Ethereumm and XRP digital currencies
Image by artist_M |

LONDON (Reuters) – Digital currencies Ethereum and XRP soared on Monday, gaining momentum as bitcoin powered on towards its all-time high.

Ethereum, the second-largest cryptocurrency by market capitalisation after bitcoin, jumped 7% to its highest since June 2018, taking its gains to more than 25% over the last three days alone.

Traders said ethereum, which often moves in tandem with bitcoin, has been boosted by growing demand ahead of an upgrade to its blockchain network – due in early December – that is widely expected to make it quicker and more secure.

The upgrade could mean “more people and businesses can use ethereum for economic activity, rather than just financial trading,” said Ross Middleton, co-founder of cryptocurrency exchange DeversiFi.

Ethereum, like bitcoin, is mostly popular among speculative traders. It has gained little mainstream use.

Third-biggest coin XRP soared 22% to its highest in over two years. It has gained around 75% in the last three days, though two traders said there was no immediate news catalyst for its jump.

The price of these so-called altcoins is closely tied to bitcoin. Less liquid than their bigger cousin, they tend to suffer from even greater volatility than the original cryptocurrency.

Smaller coins have rallied as crypto investors took gains from bitcoin’s stunning recent rally, which has seen it rise around 10% in the last week.
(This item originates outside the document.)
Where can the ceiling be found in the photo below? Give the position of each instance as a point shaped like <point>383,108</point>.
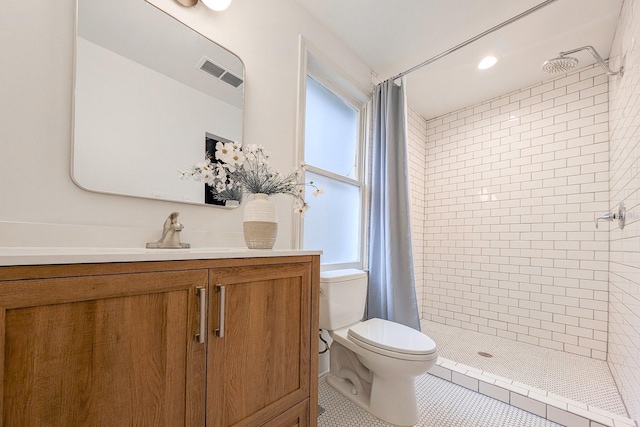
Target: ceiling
<point>393,36</point>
Bitcoin was last up 1% at $18,603, its all-time high of $19,666 hit in Dec. 2017 in sight. It has soared around 160% this year.

“Bitcoin skyrocketed, profits were taken, profits went back into altcoins,” said Joseph Edwards, head of research at crypto brokerage Enigma Securities.

Bitcoin’s gains have been fuelled by a demand for risk-on assets amid unprecedented stimulus measures to combat the damage from the COVID-19 pandemic.

With governments and central banks in full stimulus mode, investors have also sought out bitcoin for its perceived resistance to inflation.